Current prime | Sieve::cur_prime

Declaration

big_int cur_prime() const;

Example

Sieve<> sieve;
for (int i = 0; i < 100; ++i)
	sieve.next_prime();

sieve.cur_prime();
// size_t 100th prime (n = 100)

Discussion

Current prime in the sequence.

Nth prime | Sieve::nth_prime

Declaration

big_int nth_prime(big_int nth);

Parameters

nthprime index starting with 2(n=1), 3(n=2)

Example

sieve.nth_prime(1000);
// big_int 7919 (1000th prime)

Discussion

Prime numbering starts with an index of 1; nth = 0 or nth < 0 returns 0, but beware of underflows if using an unsigned type such as size_t by default.

Primes up to | Sieve::primes_upto

Declaration

const std::vector<big_int>& primes_upto(big_int lim);

Parameters

limupper limit for largest prime

Example

sieve.nth_prime(1000);
// big_int 7919 (1000th prime)

Discussion

Returns a reference to the internal prime vector.
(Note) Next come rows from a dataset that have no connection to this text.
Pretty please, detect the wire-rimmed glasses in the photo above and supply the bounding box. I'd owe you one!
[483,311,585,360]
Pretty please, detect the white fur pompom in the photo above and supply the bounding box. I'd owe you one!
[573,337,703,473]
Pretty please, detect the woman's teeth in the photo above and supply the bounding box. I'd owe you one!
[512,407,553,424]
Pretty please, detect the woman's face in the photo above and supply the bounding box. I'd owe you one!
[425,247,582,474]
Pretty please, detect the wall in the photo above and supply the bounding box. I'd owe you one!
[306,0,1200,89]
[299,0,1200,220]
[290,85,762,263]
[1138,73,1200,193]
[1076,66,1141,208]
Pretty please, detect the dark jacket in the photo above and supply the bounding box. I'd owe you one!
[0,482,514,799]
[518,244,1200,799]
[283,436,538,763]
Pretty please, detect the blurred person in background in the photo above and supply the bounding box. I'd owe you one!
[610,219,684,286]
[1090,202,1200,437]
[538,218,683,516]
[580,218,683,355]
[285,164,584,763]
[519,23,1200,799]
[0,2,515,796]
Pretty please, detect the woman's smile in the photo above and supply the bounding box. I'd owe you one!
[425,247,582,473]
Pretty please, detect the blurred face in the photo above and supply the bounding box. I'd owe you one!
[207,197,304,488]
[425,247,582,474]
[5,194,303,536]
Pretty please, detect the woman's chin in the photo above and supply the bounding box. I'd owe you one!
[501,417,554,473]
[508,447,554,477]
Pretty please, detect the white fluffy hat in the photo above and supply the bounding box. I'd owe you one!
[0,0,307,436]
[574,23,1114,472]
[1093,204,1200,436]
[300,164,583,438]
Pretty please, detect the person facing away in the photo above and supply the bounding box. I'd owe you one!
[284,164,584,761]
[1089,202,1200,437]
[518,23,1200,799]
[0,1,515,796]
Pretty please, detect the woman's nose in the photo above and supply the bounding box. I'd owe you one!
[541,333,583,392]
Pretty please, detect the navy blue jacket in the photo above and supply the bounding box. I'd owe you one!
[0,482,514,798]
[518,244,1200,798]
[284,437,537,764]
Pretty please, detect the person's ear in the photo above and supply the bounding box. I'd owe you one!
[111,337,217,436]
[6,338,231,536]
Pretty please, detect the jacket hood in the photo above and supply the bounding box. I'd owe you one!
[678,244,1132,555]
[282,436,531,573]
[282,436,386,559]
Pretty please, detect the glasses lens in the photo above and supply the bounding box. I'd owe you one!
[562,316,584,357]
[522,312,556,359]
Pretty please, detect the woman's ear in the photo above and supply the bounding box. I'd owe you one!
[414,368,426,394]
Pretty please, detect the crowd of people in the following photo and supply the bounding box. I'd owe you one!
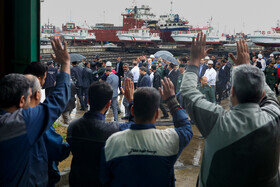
[1,34,280,187]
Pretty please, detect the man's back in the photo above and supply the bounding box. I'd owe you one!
[67,111,129,186]
[181,66,280,187]
[101,109,193,187]
[106,73,119,98]
[43,66,57,89]
[82,67,93,88]
[139,74,151,87]
[0,72,70,186]
[71,66,83,87]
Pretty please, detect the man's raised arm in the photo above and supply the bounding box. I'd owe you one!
[24,37,71,144]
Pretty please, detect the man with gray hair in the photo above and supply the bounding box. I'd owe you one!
[24,74,42,107]
[181,34,280,187]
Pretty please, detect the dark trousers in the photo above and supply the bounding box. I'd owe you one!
[81,87,89,109]
[118,76,122,93]
[275,79,280,95]
[159,100,169,117]
[76,86,86,110]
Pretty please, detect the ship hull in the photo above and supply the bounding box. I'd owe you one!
[248,35,280,47]
[171,34,222,45]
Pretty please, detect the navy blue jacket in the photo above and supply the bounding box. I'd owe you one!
[71,66,83,87]
[100,109,193,187]
[43,66,58,89]
[67,111,132,187]
[82,67,93,88]
[138,74,151,87]
[199,64,208,80]
[0,72,70,187]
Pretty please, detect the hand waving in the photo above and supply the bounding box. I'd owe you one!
[228,39,250,66]
[190,32,213,67]
[159,77,175,100]
[51,37,70,74]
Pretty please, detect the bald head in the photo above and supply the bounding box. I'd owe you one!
[201,76,208,86]
[24,74,42,107]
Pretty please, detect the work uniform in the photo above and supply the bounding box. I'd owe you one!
[198,84,216,103]
[0,72,70,186]
[181,65,280,187]
[264,66,278,91]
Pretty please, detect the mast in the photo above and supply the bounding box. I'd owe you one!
[170,1,173,14]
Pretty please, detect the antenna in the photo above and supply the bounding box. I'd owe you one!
[170,1,173,14]
[132,0,136,7]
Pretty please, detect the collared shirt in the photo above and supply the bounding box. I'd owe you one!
[204,67,217,86]
[131,66,140,83]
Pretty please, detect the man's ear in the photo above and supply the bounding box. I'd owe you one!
[155,109,159,120]
[18,95,25,108]
[231,86,235,97]
[35,91,40,101]
[105,100,111,109]
[130,105,134,116]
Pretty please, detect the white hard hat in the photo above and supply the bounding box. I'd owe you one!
[258,54,263,58]
[270,53,274,57]
[106,61,112,67]
[150,55,155,58]
[205,56,210,60]
[208,60,213,65]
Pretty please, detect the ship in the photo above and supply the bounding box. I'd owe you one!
[61,23,96,45]
[171,27,223,45]
[89,4,190,44]
[41,20,56,39]
[171,18,225,46]
[247,21,280,47]
[116,27,161,43]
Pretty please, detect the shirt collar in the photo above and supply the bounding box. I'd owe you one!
[130,123,156,130]
[84,111,105,120]
[0,109,7,115]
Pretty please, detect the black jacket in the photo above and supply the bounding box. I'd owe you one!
[71,66,83,87]
[82,67,93,88]
[43,66,58,89]
[67,112,132,187]
[116,61,124,77]
[153,71,161,90]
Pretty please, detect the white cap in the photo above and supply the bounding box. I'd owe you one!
[258,54,263,58]
[106,61,112,67]
[207,60,213,65]
[270,53,274,57]
[205,56,210,60]
[150,55,155,58]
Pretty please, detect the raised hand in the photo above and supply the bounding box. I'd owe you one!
[190,32,213,67]
[121,78,134,103]
[159,77,175,100]
[51,36,70,74]
[228,39,250,66]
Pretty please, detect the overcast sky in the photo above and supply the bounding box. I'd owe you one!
[41,0,280,34]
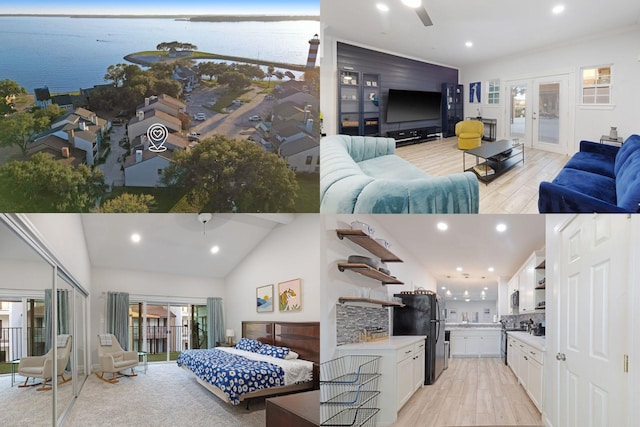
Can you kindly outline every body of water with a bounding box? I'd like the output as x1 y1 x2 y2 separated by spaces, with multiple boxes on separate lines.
0 16 319 93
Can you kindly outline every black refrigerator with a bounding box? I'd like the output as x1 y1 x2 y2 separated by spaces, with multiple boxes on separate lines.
393 291 446 385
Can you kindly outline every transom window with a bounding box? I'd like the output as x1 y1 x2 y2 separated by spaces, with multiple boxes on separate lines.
581 66 611 105
487 80 500 105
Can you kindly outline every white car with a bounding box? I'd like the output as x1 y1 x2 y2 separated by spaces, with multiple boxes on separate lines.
249 115 261 122
232 100 243 105
194 113 206 121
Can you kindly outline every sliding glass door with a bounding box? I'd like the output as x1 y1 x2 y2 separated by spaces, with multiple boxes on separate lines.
130 302 207 362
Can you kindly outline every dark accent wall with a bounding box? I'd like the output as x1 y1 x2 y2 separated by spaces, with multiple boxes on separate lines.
337 42 459 136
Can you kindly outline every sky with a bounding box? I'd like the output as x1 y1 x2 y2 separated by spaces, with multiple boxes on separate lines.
1 0 319 15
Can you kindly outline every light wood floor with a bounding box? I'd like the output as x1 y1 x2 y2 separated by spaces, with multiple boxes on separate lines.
394 358 543 427
396 138 569 214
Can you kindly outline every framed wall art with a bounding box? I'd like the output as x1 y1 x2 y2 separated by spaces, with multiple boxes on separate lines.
278 279 301 312
256 284 274 313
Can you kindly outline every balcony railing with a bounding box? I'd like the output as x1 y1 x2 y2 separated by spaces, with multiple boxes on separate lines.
129 325 206 355
0 326 46 363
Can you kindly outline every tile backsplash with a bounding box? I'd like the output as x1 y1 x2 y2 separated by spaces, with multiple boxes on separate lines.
501 312 546 329
336 304 389 346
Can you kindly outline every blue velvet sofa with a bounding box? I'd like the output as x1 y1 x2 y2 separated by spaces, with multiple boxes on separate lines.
320 134 479 213
538 134 640 213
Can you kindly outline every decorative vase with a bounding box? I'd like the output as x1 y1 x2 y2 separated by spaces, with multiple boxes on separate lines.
609 127 618 139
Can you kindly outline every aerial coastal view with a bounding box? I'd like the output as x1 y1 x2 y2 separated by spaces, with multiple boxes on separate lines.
0 0 320 212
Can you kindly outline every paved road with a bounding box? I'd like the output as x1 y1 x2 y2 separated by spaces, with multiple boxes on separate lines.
98 124 127 188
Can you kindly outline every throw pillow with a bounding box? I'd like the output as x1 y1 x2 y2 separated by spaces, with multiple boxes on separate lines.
257 344 290 359
235 337 263 352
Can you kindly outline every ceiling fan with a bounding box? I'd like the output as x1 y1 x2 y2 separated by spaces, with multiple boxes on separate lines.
402 0 434 26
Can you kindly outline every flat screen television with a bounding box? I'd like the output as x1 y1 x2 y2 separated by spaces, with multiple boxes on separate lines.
386 89 442 123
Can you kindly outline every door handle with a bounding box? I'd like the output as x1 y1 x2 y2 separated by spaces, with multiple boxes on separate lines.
556 353 566 361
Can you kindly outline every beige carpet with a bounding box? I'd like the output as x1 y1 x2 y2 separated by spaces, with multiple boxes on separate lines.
1 363 266 427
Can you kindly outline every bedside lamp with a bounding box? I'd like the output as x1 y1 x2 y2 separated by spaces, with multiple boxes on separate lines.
226 329 235 345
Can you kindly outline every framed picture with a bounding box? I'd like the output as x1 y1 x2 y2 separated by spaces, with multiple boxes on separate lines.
256 284 274 313
469 82 481 103
278 278 302 312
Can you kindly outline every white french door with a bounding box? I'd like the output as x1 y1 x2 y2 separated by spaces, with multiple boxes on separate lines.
557 215 629 427
506 74 570 154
Note that the last member is not guranteed to be the prime just under lim! (it will be if lim is greater than internal limit prior to running) A separate copy guranteeing the last element is not done as that would be very inefficient and unncessary. If the last prime is too large, use sieve.count(lim) - 1 to retrieve index of the desired back.

Check if prime | Sieve::is_prime

Declaration

bool is_prime(big_int guess);

Example

sieve.is_prime(sieve.nth_prime(420000));
// bool true (the 420000th prime is a prime)

Discussion

Accomplished by first filtering out smooth numbers (ones with small factors) then performing a binary search on existing primes or sieving up to the number;

Count primes under | Sieve::count

Declaration

size_t count();
size_t count(big_int upper);

Parameters

upperupper limit for largest prime

Example

sieve.count(1000000);
// size_t 78498 primes below a million 

Discussion

Counting primes is more efficient than generating them and then counting since a bit sieve is used for counting only (8 byte statuses in 1 byte). Counting will not increase the current prime index or load primes into the internal vector.